The nostalgic process and experience : an examination of the cognitive and experiential nature of the nostalgic process at state and trait levels. (2020)
Type of ContentTheses / Dissertations
Degree NameDoctor of Philosophy
PublisherUniversity of Canterbury
AuthorsBhattacharya, Oindrilashow all
This main objective of this research work was to study the experiential nature of nostalgia. Nostalgia is a complex phenomenon with a cognitive component focussed on past autobiographical memories that elicits a rich phenomenological experience, which has a strong affective signature characterised by a powerful motivational aspect of longing for that past time. This thesis investigated this complex phenomenon in terms of its cognitive components and the phenomenological, affective and motivational nature of the experience, while accounting for individual differences.

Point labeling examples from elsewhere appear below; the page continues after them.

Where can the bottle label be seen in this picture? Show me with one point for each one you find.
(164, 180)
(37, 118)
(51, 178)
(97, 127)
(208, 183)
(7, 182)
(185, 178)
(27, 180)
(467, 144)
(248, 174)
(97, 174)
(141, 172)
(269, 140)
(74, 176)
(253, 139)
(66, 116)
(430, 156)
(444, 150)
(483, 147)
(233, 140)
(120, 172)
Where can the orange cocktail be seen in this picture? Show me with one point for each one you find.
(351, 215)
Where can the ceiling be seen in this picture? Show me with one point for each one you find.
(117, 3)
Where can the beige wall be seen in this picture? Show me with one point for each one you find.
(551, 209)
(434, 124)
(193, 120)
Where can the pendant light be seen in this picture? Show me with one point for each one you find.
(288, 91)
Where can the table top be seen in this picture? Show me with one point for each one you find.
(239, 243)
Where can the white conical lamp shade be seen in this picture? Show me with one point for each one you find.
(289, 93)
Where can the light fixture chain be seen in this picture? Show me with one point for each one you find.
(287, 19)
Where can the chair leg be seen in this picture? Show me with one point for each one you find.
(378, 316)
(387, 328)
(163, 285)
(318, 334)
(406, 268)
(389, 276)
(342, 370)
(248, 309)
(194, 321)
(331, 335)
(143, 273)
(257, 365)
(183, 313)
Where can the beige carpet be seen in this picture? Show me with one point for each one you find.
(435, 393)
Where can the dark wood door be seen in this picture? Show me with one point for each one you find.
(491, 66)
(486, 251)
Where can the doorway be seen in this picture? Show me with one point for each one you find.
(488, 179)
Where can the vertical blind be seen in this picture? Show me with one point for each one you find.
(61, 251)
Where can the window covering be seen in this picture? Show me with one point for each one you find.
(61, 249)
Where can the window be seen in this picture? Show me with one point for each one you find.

To this end, two studies were conducted.
Study 1 (N = 52) was an exploratory survey that investigated the motivational intention and affective tone expressed in nostalgic experiences. It also investigated cultural differences, and the prevalence of personal and historical nostalgia. The results showed that historical nostalgia—nostalgia for particular historical periods—was not universal, while personal nostalgia differed in its contents and experiences. Nostalgia was mostly a positive experience and the motivation mostly did not involve a wish to return to the past.
Study 2 (N = 487) was an experiment that observed the nostalgic process when elicited through two different types of triggers—instructions and music. The influence of individual differences in age, gender, culture, life satisfaction and trait nostalgia (i.e., people’s tendency to feel more or less nostalgia) and the emotions and motivations for their general nostalgic experiences on the state nostalgic process were also examined. The nostalgic experiences were generally positive and were characterised by a wish to momentarily relive the past and experience similar future times. The experiences further varied with the trigger that elicited nostalgia and from one individual to another. Thus, nostalgia is not a constant phenomenon and its complex nature can be explicated by examining its components during empirical observations of the phenomenon as a whole.